Quelles seront les mesures mises en place pour préserver la santé et la sécurité des employés ou de toute personne admise sur le lieu de travail?

 

[15]      Mme Edwards soutient que la question sous appel ne concerne pas un danger, et l’Ag. SS Tremblay n’a pas conclu à l’existence d’un danger en lien avec son instruction.

 

[16]      Mme Edwards affirme que les employés de Bell sont entrés plus de 92 000 fois dans les puits d’accès. Même s’il avait été disponible, jamais les employés de Bell Canada n’ont vécu de situation exigeant l’équipement de protection et de secours précisé dans l’instruction de l’Ag. SS Tremblay.

[17]      Par ailleurs, Mme Edwards soutient que dans certaines situations, l’utilisation de l’équipement de secours envisagé par l’Ag. SS Tremblay pourrait empirer le danger pour un employé travaillant dans un espace clos.  Bien que Mme Edwards ne donne pas le détail de telles situations, M. McMillan ne conteste pas cette assertion dans sa réponse.
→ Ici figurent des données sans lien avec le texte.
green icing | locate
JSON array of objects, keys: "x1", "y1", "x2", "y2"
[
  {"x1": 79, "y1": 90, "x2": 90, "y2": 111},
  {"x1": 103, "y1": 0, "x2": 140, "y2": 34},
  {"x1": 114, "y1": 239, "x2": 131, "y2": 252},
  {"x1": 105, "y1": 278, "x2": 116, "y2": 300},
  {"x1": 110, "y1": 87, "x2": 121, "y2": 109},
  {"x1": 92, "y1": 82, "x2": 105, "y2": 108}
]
[18]      Mme Edwards affirme que Bell, sans porter atteinte à sa position à l’égard de l’appel, a présenté un plan d’action à l’Ag. SS Tremblay le 7 mai 2012 visant à mettre en œuvre plusieurs évaluations additionnelles des risques d’ici 2013 pour les différentes catégories de puits d’accès « désignés ».  Elle fait valoir que le but de ces évaluations est de déterminer s'il y aurait des avantages à fournir de nouveaux équipements ou de nouvelles mesures de protection, ou à prendre d'autres mesures de prévention ou d’atténuation des risques lorsqu’une personne pénètre dans ces puits d’accès.  Elle soutient que les évaluations additionnelles des risques seront réalisées dans les espaces clos « désignés » actuels, dans cet ordre :

 

·           les puits d’accès dans lesquels se trouvent des produits chimiques ou d’autres contaminants;

·           les puits d’accès dans lesquels on entre en passant par un tunnel;

·           les autres puits d’accès désignés;

·           les puits d’accès « spéciaux ».

 

[19]      Mme Edwards a ajouté que Bell allait tester et mettre en œuvre les mesures de protection supplémentaires établies dans le cadre des évaluations.

 

[20]      M. McMillan fait valoir que le Syndicat soutient la demande de suspension, sur la base de la poursuite du dialogue, de la coopération et des mesures ci-dessus prises par Bell quant à cette question.

 

[21]      À la lumière de tous ces faits, je suis convaincu que la santé et la sécurité des employés de Bell seront protégées même si la suspension est accordée.

 

Décision

 

[22]      La demande de Bell Canada visant la suspension de la mise en œuvre de l’instruction donnée par l’Ag. SS Tremblay le 23 avril 2012 est accordée, jusqu’à ce que l’affaire soit entendue sur le fond et qu’une décision soit rendue par un agent d’appel.